India’s Union Budget 2026-27 has delivered a meaningful reset for banks operating out of GIFT City, extending the tax holiday available to International Banking Units (IBUs) from 10 years within 15 to 20 years within a 25-year block – with post-tax holiday income proposed to be taxed at a concessional 15 percent.

For early domestic entrants such as the State Bank of India, this change is particularly material. Several public sector lenders established IBUs in GIFT City as early as 2015 and were approaching the end of their original exemption window, placing them at a relative disadvantage versus newer foreign entrants. The extended framework effectively levels the playing field while restoring long-term visibility on returns.

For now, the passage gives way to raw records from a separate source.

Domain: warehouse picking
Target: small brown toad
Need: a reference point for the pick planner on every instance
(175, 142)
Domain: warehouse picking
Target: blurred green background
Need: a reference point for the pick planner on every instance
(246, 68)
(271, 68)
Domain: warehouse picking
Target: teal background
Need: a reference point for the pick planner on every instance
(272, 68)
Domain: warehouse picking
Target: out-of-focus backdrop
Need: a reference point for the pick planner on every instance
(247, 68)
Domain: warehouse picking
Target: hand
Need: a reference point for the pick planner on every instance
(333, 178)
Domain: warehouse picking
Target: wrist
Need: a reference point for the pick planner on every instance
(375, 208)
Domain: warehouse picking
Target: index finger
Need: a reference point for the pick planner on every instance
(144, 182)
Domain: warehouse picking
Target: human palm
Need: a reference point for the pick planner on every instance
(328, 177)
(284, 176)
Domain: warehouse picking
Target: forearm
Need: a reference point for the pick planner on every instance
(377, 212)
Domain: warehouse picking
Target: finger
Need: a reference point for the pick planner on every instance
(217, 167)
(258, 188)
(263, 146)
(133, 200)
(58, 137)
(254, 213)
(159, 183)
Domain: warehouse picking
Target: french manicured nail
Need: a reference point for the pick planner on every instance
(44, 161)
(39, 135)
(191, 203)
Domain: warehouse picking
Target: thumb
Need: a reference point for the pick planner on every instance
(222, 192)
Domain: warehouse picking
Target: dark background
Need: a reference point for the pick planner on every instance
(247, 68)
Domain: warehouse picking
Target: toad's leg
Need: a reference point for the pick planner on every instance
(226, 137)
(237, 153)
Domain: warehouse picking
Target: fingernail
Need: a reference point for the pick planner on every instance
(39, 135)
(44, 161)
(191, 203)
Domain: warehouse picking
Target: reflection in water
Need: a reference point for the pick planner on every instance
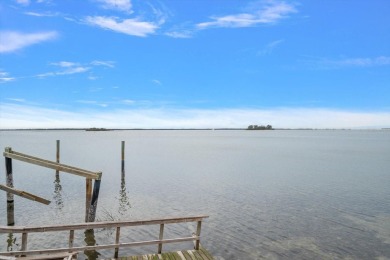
(124, 201)
(57, 196)
(90, 241)
(11, 241)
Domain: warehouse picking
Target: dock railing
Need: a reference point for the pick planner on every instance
(99, 225)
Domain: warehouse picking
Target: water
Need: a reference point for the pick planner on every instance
(269, 194)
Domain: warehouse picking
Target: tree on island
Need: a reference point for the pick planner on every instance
(260, 127)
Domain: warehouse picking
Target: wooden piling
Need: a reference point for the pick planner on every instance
(123, 159)
(58, 157)
(94, 200)
(88, 196)
(10, 184)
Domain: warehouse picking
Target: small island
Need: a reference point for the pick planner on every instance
(260, 127)
(96, 129)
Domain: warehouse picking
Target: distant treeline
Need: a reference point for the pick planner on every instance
(260, 127)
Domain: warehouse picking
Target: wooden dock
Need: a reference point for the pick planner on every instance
(72, 249)
(201, 254)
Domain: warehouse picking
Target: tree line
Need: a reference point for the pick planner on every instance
(260, 127)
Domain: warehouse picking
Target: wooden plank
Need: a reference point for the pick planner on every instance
(191, 253)
(205, 252)
(98, 247)
(187, 255)
(198, 228)
(24, 242)
(25, 194)
(197, 255)
(51, 164)
(180, 254)
(71, 238)
(88, 196)
(47, 256)
(117, 237)
(94, 225)
(160, 237)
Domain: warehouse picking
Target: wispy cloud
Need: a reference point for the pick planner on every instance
(119, 5)
(4, 77)
(269, 12)
(23, 2)
(11, 41)
(134, 27)
(68, 68)
(65, 64)
(269, 48)
(325, 63)
(180, 34)
(109, 64)
(43, 14)
(92, 102)
(157, 82)
(21, 116)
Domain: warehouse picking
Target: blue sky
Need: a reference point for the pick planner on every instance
(194, 63)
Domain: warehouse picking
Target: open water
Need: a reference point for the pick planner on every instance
(269, 194)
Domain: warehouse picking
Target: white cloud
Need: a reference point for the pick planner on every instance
(11, 41)
(323, 63)
(23, 2)
(65, 64)
(180, 34)
(268, 49)
(155, 81)
(120, 5)
(4, 77)
(69, 67)
(109, 64)
(21, 116)
(269, 13)
(44, 14)
(67, 71)
(133, 27)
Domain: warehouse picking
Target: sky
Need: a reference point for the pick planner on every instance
(194, 63)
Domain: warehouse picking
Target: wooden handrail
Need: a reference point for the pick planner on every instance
(95, 225)
(52, 165)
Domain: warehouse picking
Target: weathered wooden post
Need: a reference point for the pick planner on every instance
(9, 183)
(95, 196)
(88, 196)
(123, 159)
(58, 158)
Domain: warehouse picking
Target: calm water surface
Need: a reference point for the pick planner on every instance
(269, 194)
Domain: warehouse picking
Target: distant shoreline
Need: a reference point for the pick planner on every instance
(177, 129)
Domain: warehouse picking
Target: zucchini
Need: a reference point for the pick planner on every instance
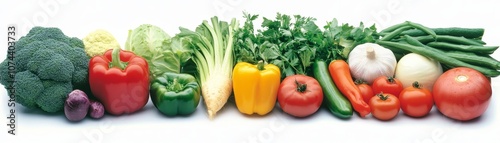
(333, 99)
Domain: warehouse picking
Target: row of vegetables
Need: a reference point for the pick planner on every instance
(289, 61)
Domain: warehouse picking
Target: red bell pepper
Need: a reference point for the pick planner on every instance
(120, 80)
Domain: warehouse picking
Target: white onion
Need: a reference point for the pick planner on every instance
(414, 67)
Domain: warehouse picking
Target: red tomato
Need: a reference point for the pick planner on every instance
(416, 101)
(387, 85)
(384, 106)
(462, 93)
(300, 95)
(366, 90)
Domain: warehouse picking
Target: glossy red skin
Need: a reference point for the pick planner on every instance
(300, 104)
(366, 92)
(382, 84)
(120, 91)
(384, 109)
(416, 102)
(459, 100)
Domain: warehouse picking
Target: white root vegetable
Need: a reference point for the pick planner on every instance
(216, 99)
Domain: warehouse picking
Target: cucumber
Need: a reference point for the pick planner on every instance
(333, 99)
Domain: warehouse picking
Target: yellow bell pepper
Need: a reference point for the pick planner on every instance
(255, 87)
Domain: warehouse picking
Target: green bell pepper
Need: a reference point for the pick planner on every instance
(175, 94)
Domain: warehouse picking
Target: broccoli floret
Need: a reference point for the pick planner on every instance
(4, 72)
(51, 66)
(46, 55)
(31, 87)
(53, 96)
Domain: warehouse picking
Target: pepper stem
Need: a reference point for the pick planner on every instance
(260, 65)
(115, 59)
(301, 87)
(370, 52)
(175, 86)
(382, 97)
(359, 81)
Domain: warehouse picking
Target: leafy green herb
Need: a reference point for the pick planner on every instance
(293, 43)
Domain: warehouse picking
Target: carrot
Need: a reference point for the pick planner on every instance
(341, 75)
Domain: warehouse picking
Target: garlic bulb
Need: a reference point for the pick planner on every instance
(369, 61)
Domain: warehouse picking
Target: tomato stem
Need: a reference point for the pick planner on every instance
(382, 97)
(390, 79)
(462, 78)
(416, 84)
(301, 87)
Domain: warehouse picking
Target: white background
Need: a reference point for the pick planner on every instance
(78, 18)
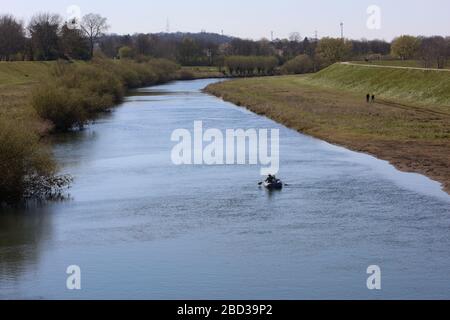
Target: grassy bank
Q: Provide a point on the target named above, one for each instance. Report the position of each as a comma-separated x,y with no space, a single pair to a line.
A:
190,73
38,98
415,87
398,63
331,105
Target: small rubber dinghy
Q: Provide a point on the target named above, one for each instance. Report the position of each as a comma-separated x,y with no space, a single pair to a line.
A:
274,185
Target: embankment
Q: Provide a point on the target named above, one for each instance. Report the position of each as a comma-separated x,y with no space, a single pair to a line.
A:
409,125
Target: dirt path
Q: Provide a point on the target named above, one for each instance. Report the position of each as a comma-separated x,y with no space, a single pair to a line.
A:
413,139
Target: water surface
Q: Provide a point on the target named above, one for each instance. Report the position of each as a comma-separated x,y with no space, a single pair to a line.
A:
141,228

As of today, 35 banks operate in GIFT City, collectively managing over US$10 billion in assets and holding US$7.9 billion in deposits – a scale that signals the IFSC’s transition from pilot phase to operational maturity.

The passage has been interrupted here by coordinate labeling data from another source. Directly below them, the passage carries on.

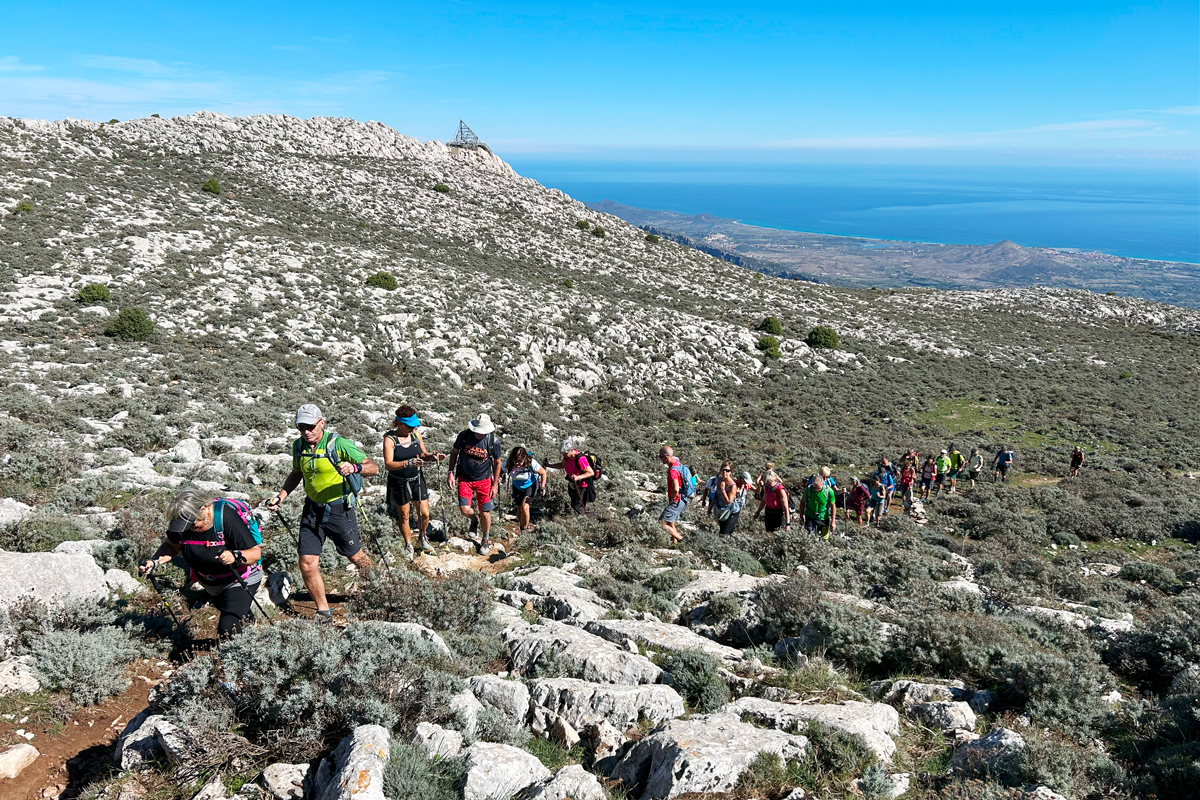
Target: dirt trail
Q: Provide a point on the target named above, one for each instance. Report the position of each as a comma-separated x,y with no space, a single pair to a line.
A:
83,747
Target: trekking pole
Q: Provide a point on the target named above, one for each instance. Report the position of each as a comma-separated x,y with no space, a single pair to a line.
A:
171,609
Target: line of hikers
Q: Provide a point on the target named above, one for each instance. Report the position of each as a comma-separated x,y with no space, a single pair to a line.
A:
221,542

Assess how India’s latest GIFT City reforms affect your investment strategy. Speak with our advisors at Dezan Shira & Associates on regulatory structuring, market entry, and IFSC operations. Reach us at: india@dezshira.com

Budget 2026 also refines the deemed dividend framework for IFSC entities. While earlier rules exempted certain inter-group loans involving IFSC finance units, the revised provisions now clearly define eligible group entities and restrict the benefit to entities in notified foreign jurisdictions. The proposed change is aimed at closing loopholes while preserving flexibility for genuine treasury and intra-group funding activities underling that GIFT City incentives are intended to support real financial operations rather than artificial tax structuring.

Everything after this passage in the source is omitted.